Advanced Gene & Cell Technologies (AGCT), a resident of Skolkovo, received the first tranche of financing from RBV Capital, a venture capital fund established with the participation of RVC and R-Pharm Group. The total investments will amount to 44 million rubles. The implementation of this project, for the first time in Russia, will pave the way for genome editing to enter clinical practice, allowing treatment of the most severe and socially significant diseases.
AGCT, a Russian biotech company, is developing a new HIV treatment method based on editing the human DNA. The goal of the project is to cure HIV-positive patients with lymphomas who have indications for bone marrow transplantation. The method is based on changing the CCR5 co-receptor gene (responsible for penetration of the virus into the host cell) in the patient’s own bone marrow cells.
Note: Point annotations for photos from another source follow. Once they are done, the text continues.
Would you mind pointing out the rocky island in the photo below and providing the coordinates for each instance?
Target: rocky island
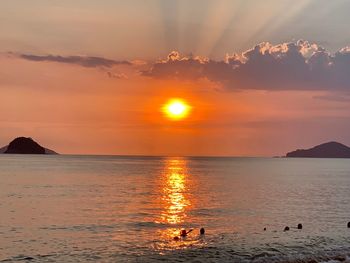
(325, 150)
(23, 145)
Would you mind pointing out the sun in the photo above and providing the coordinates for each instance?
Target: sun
(176, 109)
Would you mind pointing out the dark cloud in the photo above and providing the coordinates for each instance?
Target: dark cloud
(288, 66)
(84, 61)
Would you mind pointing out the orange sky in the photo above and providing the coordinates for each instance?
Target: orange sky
(73, 107)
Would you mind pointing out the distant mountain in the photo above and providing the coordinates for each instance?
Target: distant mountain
(325, 150)
(23, 145)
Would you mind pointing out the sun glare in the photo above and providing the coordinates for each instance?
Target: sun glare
(176, 109)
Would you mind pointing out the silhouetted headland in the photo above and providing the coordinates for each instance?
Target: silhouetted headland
(23, 145)
(325, 150)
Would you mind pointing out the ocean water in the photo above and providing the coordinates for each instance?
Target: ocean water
(129, 209)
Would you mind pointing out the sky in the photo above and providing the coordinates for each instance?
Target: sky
(91, 76)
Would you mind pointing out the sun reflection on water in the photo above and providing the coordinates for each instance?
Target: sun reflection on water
(175, 189)
(176, 201)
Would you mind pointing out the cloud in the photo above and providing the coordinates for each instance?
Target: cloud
(116, 75)
(84, 61)
(288, 66)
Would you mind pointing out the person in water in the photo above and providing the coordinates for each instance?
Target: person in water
(183, 233)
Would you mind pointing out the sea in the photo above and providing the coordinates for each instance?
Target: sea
(71, 208)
After their removal from the bone marrow and ex vivo editing (removal of CCR5 co-receptor), the cells are transplanted back to the patient, where they differentiate into the cells of immune system and become immune to the most common subtypes of HIV.
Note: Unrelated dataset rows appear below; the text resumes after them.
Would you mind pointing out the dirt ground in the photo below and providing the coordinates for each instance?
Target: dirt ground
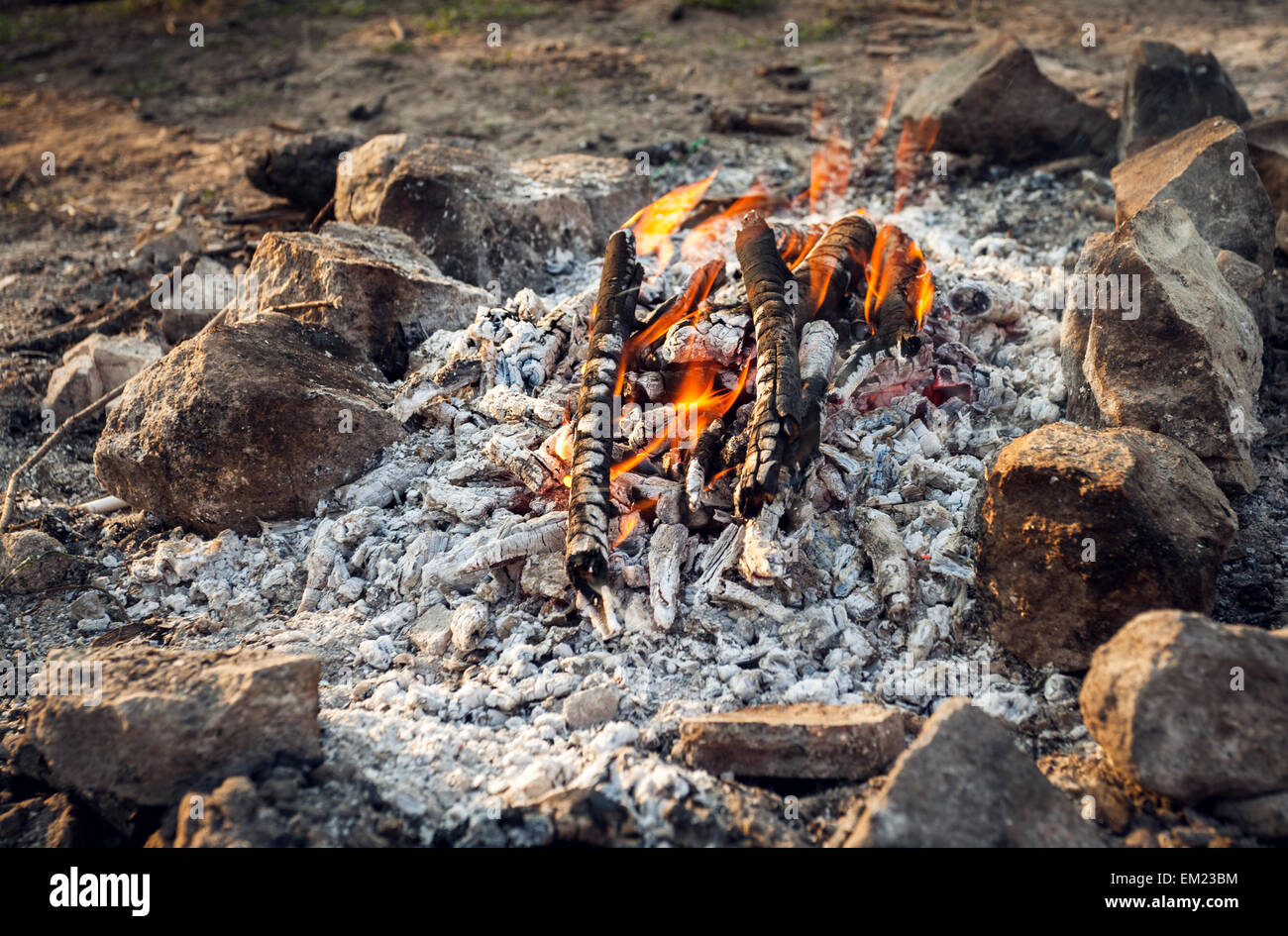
(140, 121)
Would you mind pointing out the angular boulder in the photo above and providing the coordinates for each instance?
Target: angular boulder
(31, 562)
(303, 171)
(965, 784)
(1082, 529)
(1207, 171)
(159, 721)
(1192, 708)
(94, 365)
(481, 218)
(389, 294)
(1185, 361)
(992, 99)
(1168, 90)
(248, 423)
(806, 741)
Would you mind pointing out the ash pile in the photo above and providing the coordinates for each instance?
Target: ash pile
(552, 545)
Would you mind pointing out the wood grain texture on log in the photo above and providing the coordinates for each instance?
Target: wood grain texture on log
(833, 269)
(776, 419)
(589, 502)
(818, 349)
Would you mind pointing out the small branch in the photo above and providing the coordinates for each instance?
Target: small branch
(589, 501)
(11, 490)
(776, 416)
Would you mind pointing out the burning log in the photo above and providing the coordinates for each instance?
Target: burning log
(587, 548)
(776, 419)
(704, 454)
(833, 269)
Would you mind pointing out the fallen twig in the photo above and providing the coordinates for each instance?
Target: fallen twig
(11, 490)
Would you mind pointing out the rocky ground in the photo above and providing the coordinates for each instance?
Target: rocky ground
(456, 692)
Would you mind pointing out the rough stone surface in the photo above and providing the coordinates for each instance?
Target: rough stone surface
(21, 576)
(964, 784)
(1197, 168)
(992, 99)
(806, 741)
(1189, 325)
(1083, 529)
(168, 718)
(482, 219)
(591, 705)
(1263, 816)
(303, 171)
(1168, 90)
(391, 295)
(1192, 708)
(94, 365)
(257, 421)
(1248, 282)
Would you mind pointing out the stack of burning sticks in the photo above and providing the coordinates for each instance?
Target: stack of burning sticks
(855, 284)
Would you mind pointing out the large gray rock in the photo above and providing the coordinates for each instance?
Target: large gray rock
(256, 421)
(1207, 171)
(992, 99)
(1082, 529)
(964, 784)
(803, 741)
(481, 218)
(1192, 708)
(170, 718)
(1170, 90)
(1185, 362)
(390, 294)
(94, 365)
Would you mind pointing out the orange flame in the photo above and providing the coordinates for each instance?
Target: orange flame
(829, 172)
(879, 130)
(914, 142)
(898, 262)
(627, 522)
(655, 223)
(700, 283)
(703, 241)
(795, 244)
(697, 404)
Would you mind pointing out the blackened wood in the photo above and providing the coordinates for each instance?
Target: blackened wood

AGCT plans to use investments for preparation of a preclinical data package for pilot Phase 1/2 clinical trials.
If successful, this method will allow not only to eliminate the need for HIV patients with tumors in a lifelong antiretroviral therapy, but could be also used to treat non-oncological HIV patients, who are resistant to antiretroviral therapy, and “immunological non-responders,” i.e. HIV patients who, despite an antiretroviral therapy, do not achieve the recovery in the number of immune cells.